In this notebook we will use [Gender Classification Dataset](https://www.kaggle.com/cashutosh/gender-classification-dataset) from Kaggle. This is a dataset with cropped images of male and female. It is split into training and validation directory. Training contains ~23,000 images of each class and validation directory contains ~5,500 iamges of each class. Our *goal* is to correctly predict gender: `male` or `female`. 

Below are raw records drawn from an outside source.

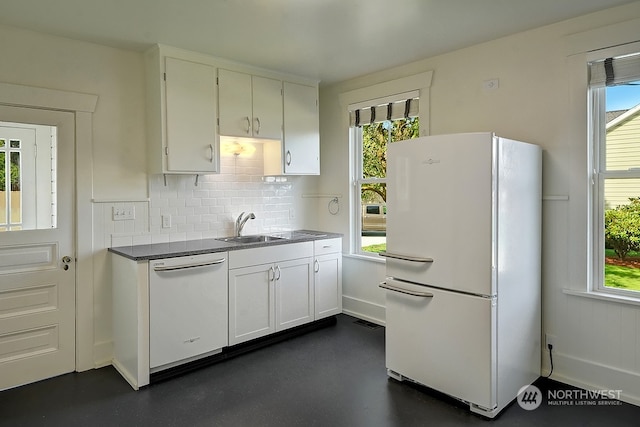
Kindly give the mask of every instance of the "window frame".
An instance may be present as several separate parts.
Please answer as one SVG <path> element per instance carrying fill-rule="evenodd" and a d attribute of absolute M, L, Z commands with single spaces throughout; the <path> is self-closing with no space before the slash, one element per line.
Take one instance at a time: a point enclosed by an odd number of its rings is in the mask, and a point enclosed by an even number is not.
<path fill-rule="evenodd" d="M 587 67 L 594 61 L 640 52 L 640 43 L 603 49 L 587 58 Z M 590 186 L 589 291 L 603 296 L 624 297 L 640 302 L 640 291 L 605 286 L 605 182 L 608 179 L 640 179 L 640 170 L 607 170 L 606 166 L 606 86 L 587 86 L 587 123 L 589 157 L 587 174 Z"/>
<path fill-rule="evenodd" d="M 420 112 L 415 116 L 420 120 Z M 397 119 L 402 120 L 402 119 Z M 422 122 L 420 122 L 422 124 Z M 420 128 L 420 136 L 422 136 L 422 128 Z M 389 133 L 391 136 L 391 133 Z M 364 167 L 363 167 L 363 126 L 351 126 L 349 128 L 349 137 L 351 139 L 352 147 L 354 149 L 352 158 L 354 161 L 353 164 L 353 191 L 352 194 L 352 209 L 351 215 L 353 218 L 352 223 L 354 224 L 352 230 L 352 250 L 351 254 L 360 255 L 364 257 L 373 257 L 375 259 L 380 259 L 378 254 L 375 252 L 367 252 L 362 250 L 362 186 L 366 184 L 383 184 L 387 185 L 387 177 L 385 173 L 385 177 L 383 178 L 363 178 L 364 175 Z M 390 141 L 387 141 L 387 145 L 390 144 Z M 386 215 L 387 208 L 386 205 L 384 207 L 384 214 Z M 385 234 L 386 235 L 386 234 Z"/>
<path fill-rule="evenodd" d="M 387 80 L 381 83 L 373 84 L 371 86 L 364 86 L 357 89 L 342 92 L 338 95 L 339 103 L 344 111 L 343 115 L 343 132 L 349 143 L 349 155 L 351 156 L 349 167 L 349 255 L 354 257 L 362 257 L 367 260 L 377 260 L 384 262 L 381 257 L 375 257 L 375 254 L 365 255 L 360 252 L 360 238 L 357 233 L 360 232 L 362 227 L 362 219 L 358 218 L 357 212 L 354 214 L 354 210 L 362 209 L 359 201 L 359 193 L 355 192 L 356 186 L 354 181 L 359 175 L 356 172 L 356 157 L 358 156 L 358 144 L 353 137 L 353 128 L 350 126 L 350 107 L 357 104 L 366 103 L 370 100 L 377 100 L 381 98 L 389 98 L 394 95 L 418 91 L 419 99 L 419 113 L 420 119 L 420 136 L 429 135 L 429 116 L 430 116 L 430 89 L 431 82 L 433 80 L 433 70 L 423 71 L 418 74 L 401 77 L 395 80 Z M 371 105 L 371 103 L 369 103 Z M 362 143 L 360 142 L 360 153 L 362 152 Z M 360 171 L 361 173 L 361 171 Z M 361 175 L 360 175 L 361 176 Z M 358 199 L 355 199 L 354 193 L 358 194 Z"/>

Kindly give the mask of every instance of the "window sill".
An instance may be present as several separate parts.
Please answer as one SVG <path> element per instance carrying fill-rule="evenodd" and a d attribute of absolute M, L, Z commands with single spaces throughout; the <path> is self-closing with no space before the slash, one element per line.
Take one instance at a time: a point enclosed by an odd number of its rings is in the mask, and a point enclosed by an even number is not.
<path fill-rule="evenodd" d="M 605 292 L 596 292 L 596 291 L 591 291 L 591 292 L 576 291 L 573 289 L 563 289 L 562 292 L 565 295 L 572 295 L 576 297 L 585 297 L 585 298 L 598 299 L 601 301 L 640 306 L 640 298 L 628 297 L 624 295 L 615 295 L 615 294 L 610 294 Z"/>
<path fill-rule="evenodd" d="M 343 258 L 359 259 L 361 261 L 370 261 L 378 264 L 385 264 L 384 258 L 374 255 L 361 255 L 361 254 L 343 254 Z"/>

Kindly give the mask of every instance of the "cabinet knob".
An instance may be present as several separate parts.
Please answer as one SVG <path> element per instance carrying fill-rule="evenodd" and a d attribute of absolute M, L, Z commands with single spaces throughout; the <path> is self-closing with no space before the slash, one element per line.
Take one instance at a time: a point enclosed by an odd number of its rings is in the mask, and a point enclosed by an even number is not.
<path fill-rule="evenodd" d="M 256 121 L 256 124 L 253 127 L 253 131 L 256 135 L 260 135 L 260 117 L 256 117 L 254 120 Z"/>
<path fill-rule="evenodd" d="M 247 133 L 247 135 L 249 135 L 249 133 L 251 132 L 251 119 L 249 118 L 249 116 L 244 118 L 247 121 L 247 129 L 245 130 L 245 132 Z"/>
<path fill-rule="evenodd" d="M 291 151 L 290 150 L 287 150 L 286 159 L 287 159 L 287 166 L 291 166 Z"/>

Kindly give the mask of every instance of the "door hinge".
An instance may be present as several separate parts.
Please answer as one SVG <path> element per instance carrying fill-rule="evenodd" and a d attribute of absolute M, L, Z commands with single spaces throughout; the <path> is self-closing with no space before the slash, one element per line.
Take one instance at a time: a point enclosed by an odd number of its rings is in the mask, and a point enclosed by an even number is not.
<path fill-rule="evenodd" d="M 169 155 L 169 147 L 164 147 L 164 154 L 165 156 Z"/>
<path fill-rule="evenodd" d="M 167 81 L 167 73 L 162 73 L 162 77 L 164 78 L 164 81 Z"/>

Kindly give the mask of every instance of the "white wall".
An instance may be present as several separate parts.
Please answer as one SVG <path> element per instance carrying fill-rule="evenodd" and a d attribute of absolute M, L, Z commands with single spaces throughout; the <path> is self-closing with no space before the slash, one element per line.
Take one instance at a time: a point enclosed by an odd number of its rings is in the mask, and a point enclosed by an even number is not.
<path fill-rule="evenodd" d="M 322 170 L 320 191 L 349 194 L 350 190 L 346 111 L 339 104 L 340 94 L 433 70 L 431 134 L 494 131 L 544 149 L 544 195 L 561 196 L 547 197 L 543 203 L 543 330 L 556 337 L 553 378 L 580 386 L 622 389 L 624 399 L 640 404 L 640 306 L 564 292 L 587 286 L 587 229 L 576 226 L 574 217 L 577 213 L 585 222 L 585 210 L 576 209 L 574 199 L 586 197 L 586 183 L 575 179 L 586 176 L 586 139 L 581 139 L 586 132 L 582 131 L 586 129 L 586 105 L 572 111 L 581 104 L 574 99 L 576 80 L 586 72 L 577 79 L 571 75 L 568 36 L 638 17 L 640 3 L 636 2 L 322 87 L 321 158 L 331 159 L 331 173 Z M 616 31 L 607 29 L 607 33 Z M 626 37 L 627 33 L 619 35 Z M 640 39 L 637 30 L 633 33 L 627 41 Z M 484 91 L 482 82 L 495 78 L 500 80 L 499 89 Z M 577 87 L 586 99 L 586 81 Z M 319 212 L 319 228 L 345 233 L 347 250 L 346 205 L 336 216 L 322 209 Z M 384 269 L 372 268 L 370 261 L 357 258 L 345 259 L 344 265 L 345 307 L 351 304 L 362 317 L 384 322 L 377 288 Z M 546 373 L 548 352 L 541 357 Z"/>
<path fill-rule="evenodd" d="M 247 232 L 278 228 L 313 228 L 317 224 L 315 177 L 292 177 L 286 183 L 265 184 L 262 150 L 253 160 L 223 159 L 223 174 L 194 178 L 168 177 L 164 187 L 159 176 L 147 175 L 145 141 L 145 76 L 142 53 L 52 37 L 0 25 L 0 82 L 95 94 L 92 158 L 92 232 L 78 239 L 93 248 L 94 295 L 92 322 L 94 365 L 111 360 L 111 272 L 107 248 L 112 245 L 150 241 L 185 240 L 225 236 L 231 219 L 241 210 L 256 211 Z M 1 120 L 1 118 L 0 118 Z M 85 150 L 83 150 L 84 152 Z M 220 194 L 222 191 L 224 194 Z M 264 197 L 264 199 L 263 199 Z M 86 202 L 86 201 L 83 201 Z M 113 221 L 111 210 L 121 203 L 135 206 L 136 219 Z M 202 209 L 207 207 L 205 213 Z M 217 209 L 222 207 L 222 211 Z M 293 211 L 294 218 L 290 218 Z M 162 229 L 160 216 L 172 215 L 173 226 Z M 81 260 L 80 262 L 83 262 Z"/>

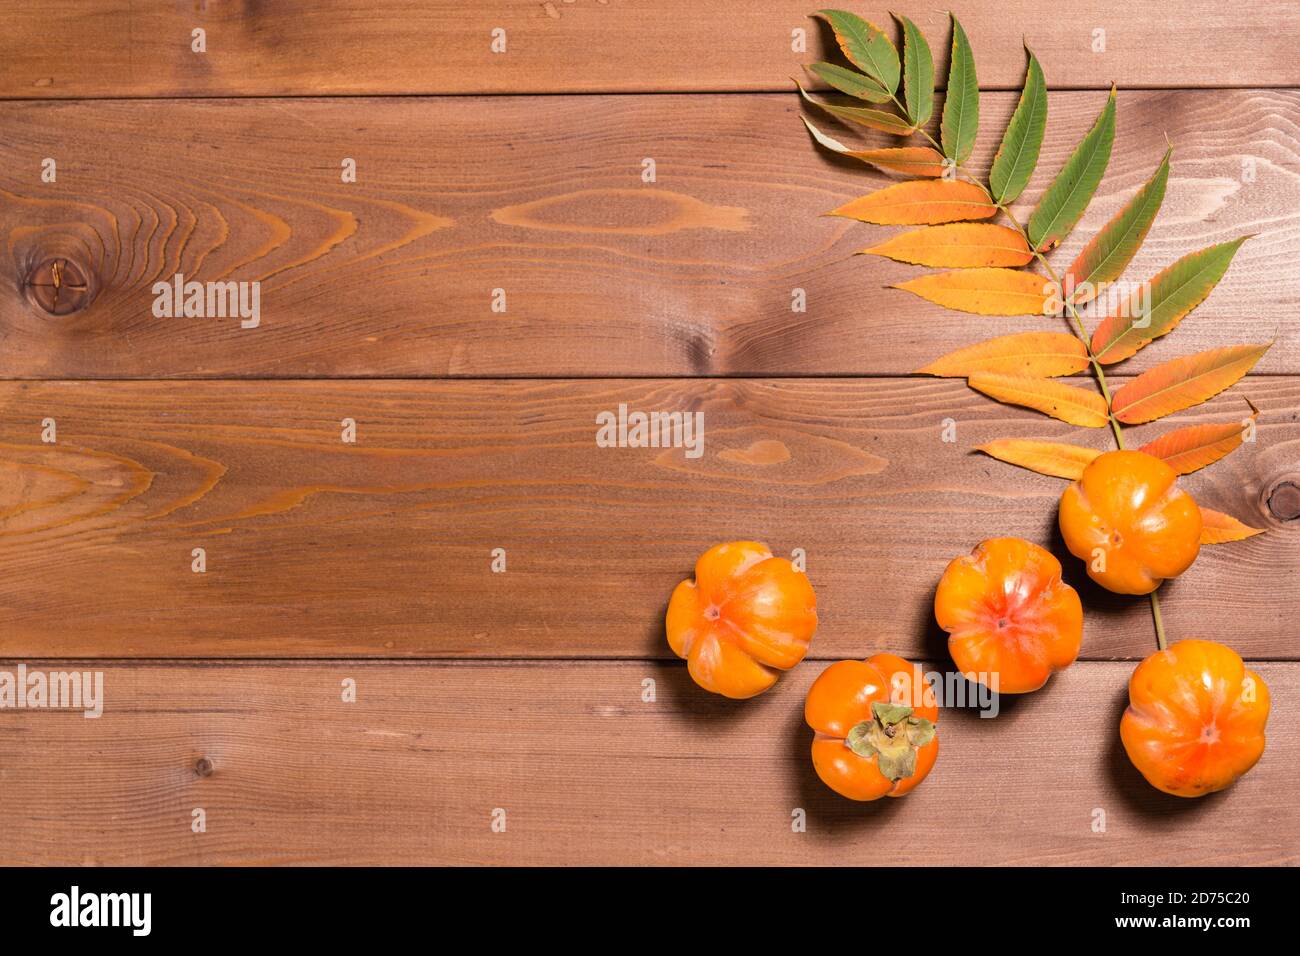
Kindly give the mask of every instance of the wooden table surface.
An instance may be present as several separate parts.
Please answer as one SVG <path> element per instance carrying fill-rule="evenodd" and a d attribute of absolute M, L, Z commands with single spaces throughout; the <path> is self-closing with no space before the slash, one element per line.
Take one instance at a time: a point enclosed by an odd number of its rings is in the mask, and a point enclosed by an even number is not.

To achieve better result, we will use [ResNet](https://arxiv.org/abs/1512.03385)(Residual Network) model variants. ResNet was designed for the [ImageNet challenge](http://www.image-net.org/challenges/LSVRC/), and won it in 2015.


## Data Processing

We start by importing all the necessary modules
 - `lr-scheduler` - for using the one cycle learning rate schedule, from [this paper](https://arxiv.org/abs/1803.09820)
 - `namedtuple` - for handling ResNet configurations
 - `os` and `shutil` for handling custom datasets

In [3]:
import numpy as np
import matplotlib.pyplot as plt
import copy 
from collections import namedtuple
import os
import random
import shutil
import time

import torch
import torch.nn as nn
import torch.nn.functional as F
import torch.optim as optim
import torch.optim.lr_scheduler as lr_scheduler
from torch.optim.lr_scheduler import _LRScheduler
import torch.utils.data as data

import torchvision.transforms as transforms
import torchvision.datasets as datasets
import torchvision.models as models

We set the random seeds for reproducability

In [4]:
SEED = 1234

random.seed(SEED)
np.random.seed(SEED)
torch.manual_seed(SEED)
torch.cuda.manual_seed(SEED)
torch.backends.cudnn.deterministic = True

## Load and Augment Data

In [5]:
data_dir = 'D:/datasets/gender_kaggle'
train_dir = os.path.join(data_dir, 'Training')
test_dir = os.path.join(data_dir, 'Validation')
classes = os.listdir(train_dir)

In [9]:
classes

['female', 'male']

### Normalizing the data

In [11]:
train_data = datasets.ImageFolder(root=train_dir, transform = transforms.ToTensor())

means = torch.zeros(3)
stds = torch.zeros(3)

for img, label in train_data:
    means += torch.mean(img, dim = (1,2))
    stds += torch.std(img, dim = (1,2))
    
means /= len(train_data)
stds /= len(train_data)

print(f'Calculated means: {means}')
print(f'Calculated stds: {stds}')

Calculated means: tensor([0.6527, 0.4830, 0.4047])
Calculated stds: tensor([0.2061, 0.1797, 0.1678])